Purpose of review: Mucosal immunization should be an excellent method of preventing respiratory infections because the local immunoglobulin A antibodies can neutralize the invading pathogens at the site of entry. Because Streptococcus gordonii, a normal inhabitant of the human oral cavity, can naturally elicit a mucosal immune response, it has been a prime candidate for investigations as a live oral vaccine vector for immunization against respiratory infections.

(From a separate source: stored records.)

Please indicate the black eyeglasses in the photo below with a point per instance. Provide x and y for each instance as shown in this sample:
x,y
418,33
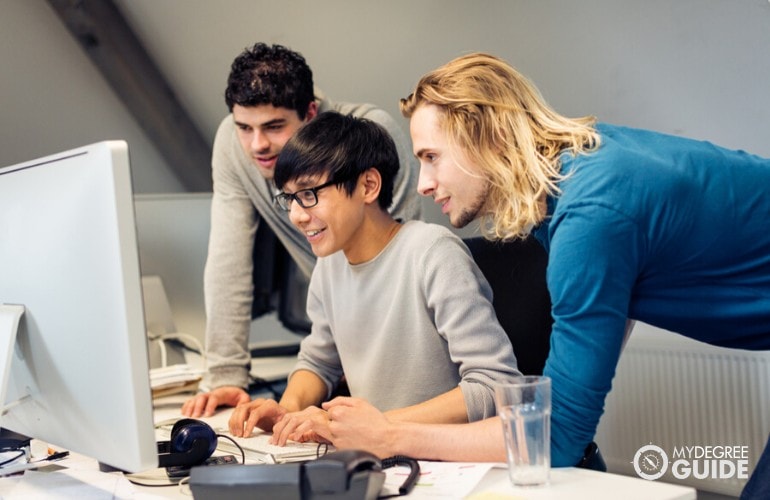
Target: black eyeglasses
x,y
305,197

Recent findings: Antigens from a number of respiratory bacteria, such as Bordetella pertussis, and one virus have been expressed extracellularly or on the cell surface of S. gordonii. The antigens expressed were single or multiple proteins from one or more pathogens. The recombinant S. gordonii expressing surface-localized heterologous antigens could colonize and persist in the oral cavity of mice and rats. Oral colonization induced a mucosal immunoglobulin A response and, in some instances, also a systemic immunoglobulin G response to the heterologous antigens. When given parenterally, the heterologous antigens generated a systemic immunoglobulin G response. These findings indicate that antigens expressed by S. gordonii are immunogenic. A new approach to the use of S. gordonii as a vaccine vector is to modulate immune responses by co-expressing cytokines with the antigen.
Summary: The ability to express antigens from respiratory pathogens and induce immune responses during oral colonization suggests that S. gordonii may be developed into a live vector for oral immunization against respiratory infections. The major challenge ahead is to find ways to achieve a high level of immune response following oral colonization.